Councilors Approve Variety of Measures to Support Harbor Place

The Haverhill City Council gives its support to a series of measures to further redevelopment in parts of the downtown Waterfront Zoning District, including the Harbor Place project and the Stevens Street side of Little River.

With two amendments added under a suspension of the rules, councilors unanimously approved the city’s request to discontinue the portion of Wall Street within the Harbor Place construction project between the Basiliere Bridge and City Landing 12, an access way off Merrimack Street adjacent to the Landmark building. However, under advice of the city solicitor, as many as three councilors abstained from voting on the amendments, filed after a Friday council agenda deadline. Six councilors approved one amendment, a so-called “assumption agreement” allowing the mayor to transfer rights under a July, 2014 lease for 100 parking spaces at the Merrimack Street parking deck between Merrimack Street Ventures, LLC and Merrimack Street Owner, LLC. Councilors Melinda Barrett, Michael S. McGonagle and Thomas Sullivan abstained as Merrimack Street business owners. Sullivan, however, did not abstain from a second amendment passed by seven votes. It revises an earlier “reciprocal easement agreement and release of easements” to include “an access and utility easement area across the parcel belonging to Vintage Treasure Realty Trust, 68-70 Merrimack Street.”

“This is an amendment to a reciprocal easement agreement that you approved and authorized the mayor to enter into back in June of this year,” City Solicitor William D. Cox Jr. explained to the council. “The purpose of that whole easement agreement is to essentially give site control to the Harbor Place venture. And what happened was they forgot to include, or failed to include, an easement for the building most folks know as Angel Care on Merrimack Street. And so, this incorporates that into the agreement.”

Barrett and McGonagle also abstained as councilors approved a request from Economic and Planning Director William Pillsbury granting him authority over signage design within the Merrimack Street portion of the Waterfront Zoning District, including Harbor Place. Pillsbury told councilors applications for signage will require a review before a building permit is issued.

“This is not to be obstructive or difficult, it’s just to have a level of review to make sure that it’s consistent with the architecture on the buildings and things like that. And so that will be, as the mayor said, a temporary solution until we receive the results of the much bigger and much more in-depth, detailed analysis that we’re going to do of the downtown,” Pillsbury said.

Also, councilors unanimously approved an amended request to revise a zoning Table of Use to require a special permit process by the council for future uses of the Industrial General (IG) zone on Stevens Street, excluding general offices. Nearby Hale Street was removed from the original proposal. Mayor James J. Fiorentini said while there are no immediate plans for Hale Street, Stevens Street has “some tremendous potential.”

“We’re going to re-engage our waterfront zoning outside expert.
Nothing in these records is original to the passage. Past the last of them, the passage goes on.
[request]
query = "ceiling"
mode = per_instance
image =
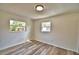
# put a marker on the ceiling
(51, 9)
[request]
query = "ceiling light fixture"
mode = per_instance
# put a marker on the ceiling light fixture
(39, 7)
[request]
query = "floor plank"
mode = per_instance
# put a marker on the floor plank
(36, 48)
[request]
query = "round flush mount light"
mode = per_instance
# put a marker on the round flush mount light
(39, 8)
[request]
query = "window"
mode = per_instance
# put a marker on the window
(46, 26)
(17, 26)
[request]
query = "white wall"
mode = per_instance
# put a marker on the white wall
(7, 38)
(63, 33)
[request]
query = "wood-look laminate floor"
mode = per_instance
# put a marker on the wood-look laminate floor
(36, 48)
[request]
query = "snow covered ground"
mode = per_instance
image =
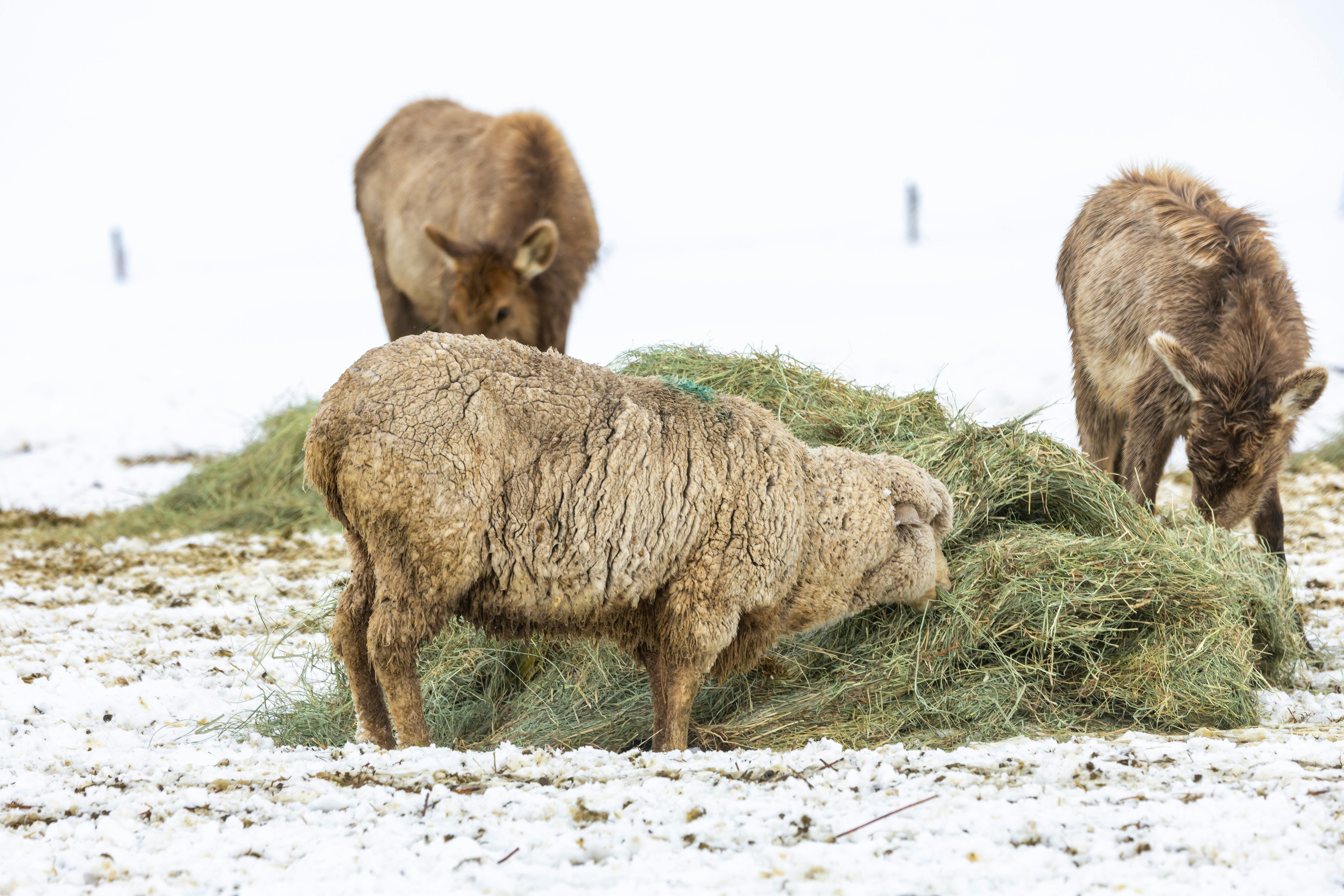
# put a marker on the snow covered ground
(112, 657)
(748, 174)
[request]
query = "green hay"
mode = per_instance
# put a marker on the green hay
(259, 489)
(1072, 610)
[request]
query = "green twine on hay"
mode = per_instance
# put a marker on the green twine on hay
(702, 393)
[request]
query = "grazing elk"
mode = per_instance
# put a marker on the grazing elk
(1185, 323)
(475, 225)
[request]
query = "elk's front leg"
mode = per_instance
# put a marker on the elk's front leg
(1269, 523)
(1148, 444)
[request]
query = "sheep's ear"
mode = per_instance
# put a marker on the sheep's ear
(538, 249)
(1187, 369)
(1300, 392)
(454, 253)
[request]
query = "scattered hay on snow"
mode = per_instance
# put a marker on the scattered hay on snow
(1073, 610)
(259, 489)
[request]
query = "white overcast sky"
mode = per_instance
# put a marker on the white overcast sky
(747, 162)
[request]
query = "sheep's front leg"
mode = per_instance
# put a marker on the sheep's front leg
(653, 661)
(681, 683)
(394, 652)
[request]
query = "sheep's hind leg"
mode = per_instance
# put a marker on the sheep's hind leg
(397, 672)
(654, 664)
(681, 683)
(350, 639)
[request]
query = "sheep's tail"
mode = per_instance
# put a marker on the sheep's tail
(323, 449)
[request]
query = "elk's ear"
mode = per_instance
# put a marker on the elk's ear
(454, 252)
(1187, 369)
(1300, 392)
(538, 249)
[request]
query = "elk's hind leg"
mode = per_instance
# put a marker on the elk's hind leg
(1101, 431)
(1269, 523)
(350, 640)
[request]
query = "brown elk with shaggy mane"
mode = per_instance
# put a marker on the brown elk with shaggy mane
(475, 225)
(1185, 324)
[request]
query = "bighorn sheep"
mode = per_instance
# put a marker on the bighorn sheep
(532, 492)
(475, 225)
(1185, 323)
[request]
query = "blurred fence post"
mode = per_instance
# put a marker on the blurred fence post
(912, 214)
(119, 256)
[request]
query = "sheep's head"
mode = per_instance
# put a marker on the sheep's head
(921, 516)
(1240, 431)
(491, 291)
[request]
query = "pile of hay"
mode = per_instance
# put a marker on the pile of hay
(259, 489)
(1073, 610)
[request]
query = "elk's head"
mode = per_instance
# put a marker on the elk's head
(1240, 429)
(491, 291)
Her name is Denise McClure, she did a great job on the waterfront zoning, and ask her to take a look at Stevens Street and to tell us what’s the potential. What can we do there with those old abandoned factory buildings in order to help build a next renaissance along the waterfront there. But again, once something goes in it’s grandfathered in forever,” Fiorentini said.

No opposition was offered during public hearings on those measures for the Waterfront Zoning District.